Software Development with Darren Platt - developing internal software for labs
Updated: Sep 21, 2020
Hi everyone, it’s Amber Shao, Founder and CEO of AduroSys, a laboratory data management software company. Welcome to AduroSys Lab Software podcast. Joining me today is a very special guest Darren Platt. Darren is Chief Information Officer and President at Demetrix. One of his roles is to oversee the team that handles data management and analysis for Demetrix’s cell engineering platform. Prior to Demetrix, Darren was VP of Data Science at Amyris, Head of Research at 23andMe, and led the computing efforts at Joint Genome Institute from DOE and Exelixis, overseeing several multi-million dollar software projects and large teams of software developers in biotech settings covering DNA sequencing, consumer genomics, and Synthetic Biology.
It’s my pleasure to introduce Darren Platt. Welcome, Darren.
I’m very excited to have the opportunity to talk with you today. You have decades of experience in computer science, informatics and genomics and worked for many biotech start-ups and major genome centers. You and your team have built many software products used in biotech companies.
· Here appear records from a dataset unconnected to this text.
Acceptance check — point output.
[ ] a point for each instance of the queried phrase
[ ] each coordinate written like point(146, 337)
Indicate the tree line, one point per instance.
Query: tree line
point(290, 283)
There are many topics I’d like to discuss with you around building software in biotech industries and we’re going to talk about them over the next few episodes.
Amber: First, maybe you can tell the listeners a little bit about the software that you had built over the years.
Darren: I'm very happy to. I remember somebody very early on in my career saying they weren't sure that computational biology would ever really be a thing. Maybe you'd never be taken seriously by a computer scientist or biologist. And I'm happy to say that there's been tons of work to do in that interface. I've typically been working with the lab, mostly experimental lab science and trying to connect that to sort of computing. Except for 23andMe, there was no lab. It was the interfaces more with consumers and that's involved everything from just basic algorithms designing experiments or reagents, sometimes helping people just work out what they're going to do tomorrow, as well as collecting huge amounts of data, trying to understand what's going on in that data, and then an enormous amount of software to actually run a lab. People often ask, why do you need software even to run a lab? A typical lab might move somewhere between 100000 and a million bits liquid around in a year. And I think it's a dirty little secret in my field that everybody gets signed up to do the big data machine learning because that's the really exciting part. Ninety percent of my time ends up and the pain ends up being just actually getting the data collected and labeled in a way that's actually going to make that possible. And I always tell people sometimes the most useful thing you can do for a scientist is just help them design a primer or organize the next experiment. So the work can be very, very basic, but it's pretty hard to run a modern lab without software.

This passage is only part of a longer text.